Is there a nice way to prevent deletes with the subdoc API from leaving "stub" paths with no children?

jc · December 17, 2020, 4:40pm

I have some documents of the form:

{
  "root": {
    "field1a": {
      "field2a": {
        "value": 1
      },
      "field2b": {
        "value": 1
      }
    },
    "field1b": {
      "field2a": {
        "value": 2
      },
      "field2b": {
        "value": 2
      }
    }
  },
}

Various modifications are being done with the subdoc API. However, the delete creates an issue. I need to remove elements at the “field2” layer. However, when a given node at the “field1” layer has no more children left, it will be left hanging:

{
  "root": {
    "field1a": {}, //  field1a here is empty
    "field1b": {
      "field2a": {
        "value": 2
      }
    }
  },
}

Since some logic may rely on the existence of certain keys, I need to clean up these empty path stubs. I can obviously iterate through and check this, and then delete any childless nodes. However I’m wondering if there is a cleaner way to do this. I am implementing a bunch of such deletes at different layers, and it seems a little bit cumbersome to iterate through and check whether everything has children.

graham.pople · December 18, 2020, 10:29am

Hi @jc

There’s no conditional logic in Sub-Document (“delete field1a iff empty”), so I don’t think there’s a way to do this.

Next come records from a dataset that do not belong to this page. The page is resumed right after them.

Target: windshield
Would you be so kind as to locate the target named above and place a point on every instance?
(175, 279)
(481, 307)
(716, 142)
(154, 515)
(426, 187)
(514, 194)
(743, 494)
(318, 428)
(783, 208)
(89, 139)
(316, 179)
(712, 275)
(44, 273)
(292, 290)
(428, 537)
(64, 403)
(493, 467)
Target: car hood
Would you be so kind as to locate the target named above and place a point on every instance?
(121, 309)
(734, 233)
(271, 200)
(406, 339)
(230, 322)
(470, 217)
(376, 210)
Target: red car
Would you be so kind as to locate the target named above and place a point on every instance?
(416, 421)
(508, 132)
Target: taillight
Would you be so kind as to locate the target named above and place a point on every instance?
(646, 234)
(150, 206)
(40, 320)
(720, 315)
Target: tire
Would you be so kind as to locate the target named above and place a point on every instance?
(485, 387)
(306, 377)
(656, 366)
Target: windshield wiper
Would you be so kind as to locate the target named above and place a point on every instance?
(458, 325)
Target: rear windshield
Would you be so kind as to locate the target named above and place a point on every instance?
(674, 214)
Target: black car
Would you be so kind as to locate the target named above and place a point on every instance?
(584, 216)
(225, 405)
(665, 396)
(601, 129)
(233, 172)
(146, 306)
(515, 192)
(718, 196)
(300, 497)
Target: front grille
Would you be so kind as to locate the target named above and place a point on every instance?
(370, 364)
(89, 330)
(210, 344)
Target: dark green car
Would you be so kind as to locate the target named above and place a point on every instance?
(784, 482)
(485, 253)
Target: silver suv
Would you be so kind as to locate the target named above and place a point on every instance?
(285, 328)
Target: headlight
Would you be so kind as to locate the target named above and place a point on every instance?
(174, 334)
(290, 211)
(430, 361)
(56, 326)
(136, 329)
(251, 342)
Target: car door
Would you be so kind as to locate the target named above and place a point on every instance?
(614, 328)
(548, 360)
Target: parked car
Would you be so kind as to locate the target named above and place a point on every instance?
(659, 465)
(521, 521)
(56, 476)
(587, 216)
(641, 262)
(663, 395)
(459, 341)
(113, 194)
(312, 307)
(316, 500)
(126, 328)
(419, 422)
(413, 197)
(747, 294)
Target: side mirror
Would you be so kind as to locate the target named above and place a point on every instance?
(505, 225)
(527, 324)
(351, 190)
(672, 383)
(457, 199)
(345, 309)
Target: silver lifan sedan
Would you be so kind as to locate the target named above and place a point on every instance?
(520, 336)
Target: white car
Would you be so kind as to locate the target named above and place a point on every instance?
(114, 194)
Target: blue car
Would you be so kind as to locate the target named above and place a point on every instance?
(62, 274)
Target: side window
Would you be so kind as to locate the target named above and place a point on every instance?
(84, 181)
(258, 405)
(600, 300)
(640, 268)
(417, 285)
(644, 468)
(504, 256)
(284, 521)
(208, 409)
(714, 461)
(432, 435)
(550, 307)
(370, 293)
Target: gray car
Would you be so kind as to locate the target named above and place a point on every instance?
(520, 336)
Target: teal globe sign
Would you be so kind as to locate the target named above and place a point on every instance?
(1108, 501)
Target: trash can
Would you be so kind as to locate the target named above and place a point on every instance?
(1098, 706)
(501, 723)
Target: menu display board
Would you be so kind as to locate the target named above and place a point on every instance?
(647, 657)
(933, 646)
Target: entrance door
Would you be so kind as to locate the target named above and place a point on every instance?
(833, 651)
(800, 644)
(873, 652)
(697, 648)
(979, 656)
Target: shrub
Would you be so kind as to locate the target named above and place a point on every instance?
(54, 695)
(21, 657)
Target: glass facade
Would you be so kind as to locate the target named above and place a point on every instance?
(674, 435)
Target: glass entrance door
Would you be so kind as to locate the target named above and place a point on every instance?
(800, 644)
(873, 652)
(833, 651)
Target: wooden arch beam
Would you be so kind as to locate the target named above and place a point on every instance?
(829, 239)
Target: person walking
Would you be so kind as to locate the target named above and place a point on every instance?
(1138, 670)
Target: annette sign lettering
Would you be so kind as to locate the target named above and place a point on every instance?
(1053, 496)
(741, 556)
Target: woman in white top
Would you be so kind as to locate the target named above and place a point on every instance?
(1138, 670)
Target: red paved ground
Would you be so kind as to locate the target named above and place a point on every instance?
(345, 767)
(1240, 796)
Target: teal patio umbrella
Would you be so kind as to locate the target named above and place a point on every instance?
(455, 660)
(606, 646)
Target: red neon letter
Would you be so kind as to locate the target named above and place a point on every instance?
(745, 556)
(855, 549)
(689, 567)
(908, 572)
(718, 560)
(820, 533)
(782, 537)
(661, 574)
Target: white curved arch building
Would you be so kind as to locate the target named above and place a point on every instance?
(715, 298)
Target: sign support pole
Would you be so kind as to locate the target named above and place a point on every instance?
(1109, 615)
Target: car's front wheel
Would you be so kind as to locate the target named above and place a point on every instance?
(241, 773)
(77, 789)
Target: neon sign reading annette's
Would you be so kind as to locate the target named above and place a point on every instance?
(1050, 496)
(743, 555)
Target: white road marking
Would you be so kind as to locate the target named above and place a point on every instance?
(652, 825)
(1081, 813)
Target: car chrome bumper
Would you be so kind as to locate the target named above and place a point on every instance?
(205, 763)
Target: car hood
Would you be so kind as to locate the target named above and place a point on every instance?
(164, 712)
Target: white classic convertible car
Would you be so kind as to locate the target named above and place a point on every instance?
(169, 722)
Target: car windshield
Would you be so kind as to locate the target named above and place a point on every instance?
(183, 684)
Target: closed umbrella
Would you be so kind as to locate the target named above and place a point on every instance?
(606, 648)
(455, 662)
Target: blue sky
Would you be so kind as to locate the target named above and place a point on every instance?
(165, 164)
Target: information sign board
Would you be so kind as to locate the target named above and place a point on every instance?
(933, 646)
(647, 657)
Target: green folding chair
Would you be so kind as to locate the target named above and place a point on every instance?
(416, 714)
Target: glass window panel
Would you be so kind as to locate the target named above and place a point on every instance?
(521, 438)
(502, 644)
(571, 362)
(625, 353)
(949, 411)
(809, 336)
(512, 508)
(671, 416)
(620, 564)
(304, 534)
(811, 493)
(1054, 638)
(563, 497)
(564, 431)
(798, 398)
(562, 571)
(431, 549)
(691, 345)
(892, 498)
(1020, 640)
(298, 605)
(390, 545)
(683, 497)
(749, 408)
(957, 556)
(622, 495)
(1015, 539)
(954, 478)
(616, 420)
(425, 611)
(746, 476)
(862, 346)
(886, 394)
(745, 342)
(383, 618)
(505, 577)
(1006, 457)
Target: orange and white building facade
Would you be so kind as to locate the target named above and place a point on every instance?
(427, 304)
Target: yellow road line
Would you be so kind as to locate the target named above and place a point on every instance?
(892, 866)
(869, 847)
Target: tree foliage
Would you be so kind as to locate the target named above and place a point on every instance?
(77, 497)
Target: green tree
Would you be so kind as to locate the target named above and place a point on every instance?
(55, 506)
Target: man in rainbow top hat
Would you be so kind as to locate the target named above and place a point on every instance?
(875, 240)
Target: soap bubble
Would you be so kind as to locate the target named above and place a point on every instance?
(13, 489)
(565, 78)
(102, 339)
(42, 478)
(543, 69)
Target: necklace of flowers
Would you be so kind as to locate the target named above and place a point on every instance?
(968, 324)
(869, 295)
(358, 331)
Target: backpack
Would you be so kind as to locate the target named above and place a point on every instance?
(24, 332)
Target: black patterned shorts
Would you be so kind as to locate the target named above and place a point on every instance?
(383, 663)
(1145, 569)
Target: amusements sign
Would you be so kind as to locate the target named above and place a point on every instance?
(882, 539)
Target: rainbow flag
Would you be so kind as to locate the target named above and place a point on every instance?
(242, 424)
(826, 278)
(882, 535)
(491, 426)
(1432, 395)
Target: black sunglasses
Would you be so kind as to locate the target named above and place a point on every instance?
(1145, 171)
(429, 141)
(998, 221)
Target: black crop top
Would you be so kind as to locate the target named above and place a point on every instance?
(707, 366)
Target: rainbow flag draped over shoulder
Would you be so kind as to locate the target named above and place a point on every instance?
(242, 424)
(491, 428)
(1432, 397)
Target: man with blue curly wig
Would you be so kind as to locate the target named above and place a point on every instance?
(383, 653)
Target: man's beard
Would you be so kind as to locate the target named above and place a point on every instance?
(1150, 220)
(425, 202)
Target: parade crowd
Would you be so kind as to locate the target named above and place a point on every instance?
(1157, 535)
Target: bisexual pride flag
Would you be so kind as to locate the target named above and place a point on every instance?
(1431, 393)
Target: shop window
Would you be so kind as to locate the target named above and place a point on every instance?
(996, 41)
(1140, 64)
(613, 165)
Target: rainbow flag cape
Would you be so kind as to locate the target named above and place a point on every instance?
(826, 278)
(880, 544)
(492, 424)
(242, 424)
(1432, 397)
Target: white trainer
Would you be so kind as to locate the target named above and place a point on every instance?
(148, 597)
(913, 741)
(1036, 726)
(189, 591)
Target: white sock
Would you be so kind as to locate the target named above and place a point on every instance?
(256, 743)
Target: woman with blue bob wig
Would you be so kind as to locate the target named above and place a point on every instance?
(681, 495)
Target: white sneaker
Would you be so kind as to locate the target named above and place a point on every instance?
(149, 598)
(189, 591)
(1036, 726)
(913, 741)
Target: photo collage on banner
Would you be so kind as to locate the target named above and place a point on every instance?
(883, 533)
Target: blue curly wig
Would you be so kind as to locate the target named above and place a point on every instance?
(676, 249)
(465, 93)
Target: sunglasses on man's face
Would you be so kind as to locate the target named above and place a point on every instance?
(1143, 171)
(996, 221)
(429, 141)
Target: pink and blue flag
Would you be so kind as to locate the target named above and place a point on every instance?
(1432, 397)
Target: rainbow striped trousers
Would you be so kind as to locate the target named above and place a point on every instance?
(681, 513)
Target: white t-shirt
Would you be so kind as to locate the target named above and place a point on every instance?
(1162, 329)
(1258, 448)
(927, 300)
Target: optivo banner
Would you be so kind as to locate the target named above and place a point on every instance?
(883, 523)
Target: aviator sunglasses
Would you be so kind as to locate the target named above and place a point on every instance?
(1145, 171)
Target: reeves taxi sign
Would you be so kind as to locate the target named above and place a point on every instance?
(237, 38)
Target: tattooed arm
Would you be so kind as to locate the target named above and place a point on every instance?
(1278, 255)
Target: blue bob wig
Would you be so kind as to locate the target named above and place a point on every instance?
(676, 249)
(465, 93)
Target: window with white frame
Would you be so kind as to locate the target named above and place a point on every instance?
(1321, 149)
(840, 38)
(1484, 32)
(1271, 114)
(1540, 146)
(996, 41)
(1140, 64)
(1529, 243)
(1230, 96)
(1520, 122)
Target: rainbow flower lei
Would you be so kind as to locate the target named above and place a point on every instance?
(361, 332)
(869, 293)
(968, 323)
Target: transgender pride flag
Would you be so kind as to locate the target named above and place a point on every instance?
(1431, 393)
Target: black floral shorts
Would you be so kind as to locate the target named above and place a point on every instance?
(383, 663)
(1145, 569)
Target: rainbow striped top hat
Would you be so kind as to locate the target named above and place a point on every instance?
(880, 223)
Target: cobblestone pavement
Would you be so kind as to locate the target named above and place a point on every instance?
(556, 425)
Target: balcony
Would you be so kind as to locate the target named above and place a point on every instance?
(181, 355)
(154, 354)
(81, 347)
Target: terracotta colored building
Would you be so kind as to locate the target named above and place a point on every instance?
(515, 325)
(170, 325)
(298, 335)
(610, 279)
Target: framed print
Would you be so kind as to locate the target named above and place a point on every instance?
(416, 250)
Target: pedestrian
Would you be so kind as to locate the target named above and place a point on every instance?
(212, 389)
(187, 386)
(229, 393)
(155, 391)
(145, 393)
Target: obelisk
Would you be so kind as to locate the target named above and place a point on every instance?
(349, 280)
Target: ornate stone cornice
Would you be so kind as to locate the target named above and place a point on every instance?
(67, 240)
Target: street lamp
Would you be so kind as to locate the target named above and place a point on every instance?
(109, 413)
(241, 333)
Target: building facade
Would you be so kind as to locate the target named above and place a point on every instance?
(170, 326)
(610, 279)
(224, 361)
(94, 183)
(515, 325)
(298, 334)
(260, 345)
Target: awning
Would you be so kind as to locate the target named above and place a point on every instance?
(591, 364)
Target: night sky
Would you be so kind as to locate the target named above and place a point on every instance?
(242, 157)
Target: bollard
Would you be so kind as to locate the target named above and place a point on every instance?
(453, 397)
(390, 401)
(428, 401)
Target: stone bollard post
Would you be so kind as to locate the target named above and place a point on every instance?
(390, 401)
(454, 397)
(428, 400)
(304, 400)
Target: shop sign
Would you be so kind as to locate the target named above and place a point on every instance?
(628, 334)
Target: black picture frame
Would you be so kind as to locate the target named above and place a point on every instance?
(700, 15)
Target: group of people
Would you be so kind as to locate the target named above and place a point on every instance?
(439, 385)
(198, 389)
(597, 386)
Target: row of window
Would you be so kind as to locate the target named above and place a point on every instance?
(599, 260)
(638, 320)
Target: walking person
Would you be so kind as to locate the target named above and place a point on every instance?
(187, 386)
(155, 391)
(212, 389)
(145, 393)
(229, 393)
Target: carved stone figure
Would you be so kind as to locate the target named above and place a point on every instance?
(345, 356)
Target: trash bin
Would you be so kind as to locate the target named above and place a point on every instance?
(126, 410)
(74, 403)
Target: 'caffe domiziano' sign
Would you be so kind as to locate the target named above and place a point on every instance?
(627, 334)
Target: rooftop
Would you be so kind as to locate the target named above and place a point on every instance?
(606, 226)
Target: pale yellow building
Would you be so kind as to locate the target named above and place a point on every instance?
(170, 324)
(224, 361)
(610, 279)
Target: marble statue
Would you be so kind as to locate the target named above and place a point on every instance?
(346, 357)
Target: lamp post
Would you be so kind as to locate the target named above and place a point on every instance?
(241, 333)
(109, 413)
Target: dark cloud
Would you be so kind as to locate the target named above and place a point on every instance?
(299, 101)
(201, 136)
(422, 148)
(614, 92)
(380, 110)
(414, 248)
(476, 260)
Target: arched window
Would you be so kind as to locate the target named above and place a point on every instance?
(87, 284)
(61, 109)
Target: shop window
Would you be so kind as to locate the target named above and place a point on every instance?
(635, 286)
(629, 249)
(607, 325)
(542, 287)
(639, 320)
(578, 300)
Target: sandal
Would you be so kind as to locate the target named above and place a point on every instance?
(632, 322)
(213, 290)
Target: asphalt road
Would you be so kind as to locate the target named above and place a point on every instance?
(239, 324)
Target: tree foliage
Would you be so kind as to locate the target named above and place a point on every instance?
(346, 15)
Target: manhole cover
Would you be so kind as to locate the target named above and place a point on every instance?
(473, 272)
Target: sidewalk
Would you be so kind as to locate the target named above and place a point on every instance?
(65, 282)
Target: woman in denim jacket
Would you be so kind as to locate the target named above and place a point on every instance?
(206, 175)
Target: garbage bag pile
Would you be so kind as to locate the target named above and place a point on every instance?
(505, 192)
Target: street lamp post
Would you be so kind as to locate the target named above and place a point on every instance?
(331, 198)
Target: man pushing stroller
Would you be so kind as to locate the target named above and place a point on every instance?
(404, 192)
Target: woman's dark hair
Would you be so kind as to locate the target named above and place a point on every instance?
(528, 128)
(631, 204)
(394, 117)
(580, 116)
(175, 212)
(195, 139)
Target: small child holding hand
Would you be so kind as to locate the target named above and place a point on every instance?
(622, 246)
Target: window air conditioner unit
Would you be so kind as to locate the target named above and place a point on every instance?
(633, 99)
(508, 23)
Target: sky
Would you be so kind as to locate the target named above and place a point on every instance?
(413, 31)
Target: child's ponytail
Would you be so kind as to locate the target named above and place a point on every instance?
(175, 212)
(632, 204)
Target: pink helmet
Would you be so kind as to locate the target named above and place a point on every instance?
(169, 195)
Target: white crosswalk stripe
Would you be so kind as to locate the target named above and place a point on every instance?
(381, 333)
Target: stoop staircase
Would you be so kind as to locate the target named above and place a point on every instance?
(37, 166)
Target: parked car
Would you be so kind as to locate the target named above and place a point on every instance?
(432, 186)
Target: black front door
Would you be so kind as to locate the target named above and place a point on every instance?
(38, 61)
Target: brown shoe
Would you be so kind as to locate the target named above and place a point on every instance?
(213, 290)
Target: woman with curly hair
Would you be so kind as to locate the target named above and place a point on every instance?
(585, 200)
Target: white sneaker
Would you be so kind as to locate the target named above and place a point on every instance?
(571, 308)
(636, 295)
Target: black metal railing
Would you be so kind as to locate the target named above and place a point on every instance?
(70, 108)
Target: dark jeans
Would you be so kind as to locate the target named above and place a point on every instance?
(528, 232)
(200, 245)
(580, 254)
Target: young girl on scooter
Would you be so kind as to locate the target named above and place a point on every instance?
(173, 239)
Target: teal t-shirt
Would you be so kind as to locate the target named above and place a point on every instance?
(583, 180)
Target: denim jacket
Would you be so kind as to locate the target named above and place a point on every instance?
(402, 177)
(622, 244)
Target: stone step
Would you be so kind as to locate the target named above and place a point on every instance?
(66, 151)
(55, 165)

For this kind of complex operation it’s simpler to do a full-document get-and-replace.

jon.strabala · December 18, 2020, 3:48pm

@jc I know you are asking about sub-doc operations, but I would like to point out there is another option via the Eventing Servie

You could clean your entire bucket up in real time (once as a single shot tool -or- continuously in real-time on each mutation) with Eventing here is a link to a handler that remove both nulls objects and elements it will do what you want and much more.
https://docs.couchbase.com/server/current/eventing/eventing-handler-removeNullsAndEmptys.html

I took the above and stripped it down to a generic function to exactly what you would need

sample input:

{
  "root": {
    "field1a": {},
    "field1b": {
      "field2a": {
        "value": 2
      }
    },
    "field1c": {
      "field2c": {
        "value": 3,
        "field3c": {
            "value": 4,
            "field4c": {}
        }
      }
    }
  }
}

processed output / cleanedup:

 {
  "root": {
    "field1b": {
      "field2a": {
        "value": 2
      }
    },
    "field1c": {
      "field2c": {
        "value": 3,
        "field3c": {
          "value": 4
        }
      }
    }
  }
}

Eventing function “GenericRemoveStubs”:

function OnUpdate(doc, meta) {
    // optional filter to specific types
    // if (doc.type !== "my_data_to_prune") return;
    
    function removeEmptyParts(obj) {
        if (obj !== null && typeof obj == "object") {
            Object.entries(obj).forEach(([k, v]) => {
                if (obj[k] && typeof obj[k] === 'object') {
                    // recurse
                    removeEmptyParts(obj[k])
                    // remove stub {} object items
                    if (obj[k] && !Array.isArray(obj[k]) &&
                        Object.keys(obj[k]).length === 0
                    ) {
                        delete(obj[k]) // 6.6+ can use "delete obj"
                        updated = true; // set in scope OnUpdate
                    }
                }
            });
        } else {
            // obj is a number or a string
        }
        return obj;
    }

    // make a new doc without {} stubs
    var updated = false;
    var newdoc = removeEmptyParts(doc);

    // Requires 6.5+, src_bkt aliased to source bucket mode r+w 
    if (updated) {
        // only update the KV if we updated the doc
        src_bkt[meta.id] = newdoc;
    }
}

Like I said above function can be run (deployed with a feed boundary set to Everything and then undeployed) as a point tool to clean up all items in a bucket, or it can be run continuously to repair these sort of issues upon any mutation.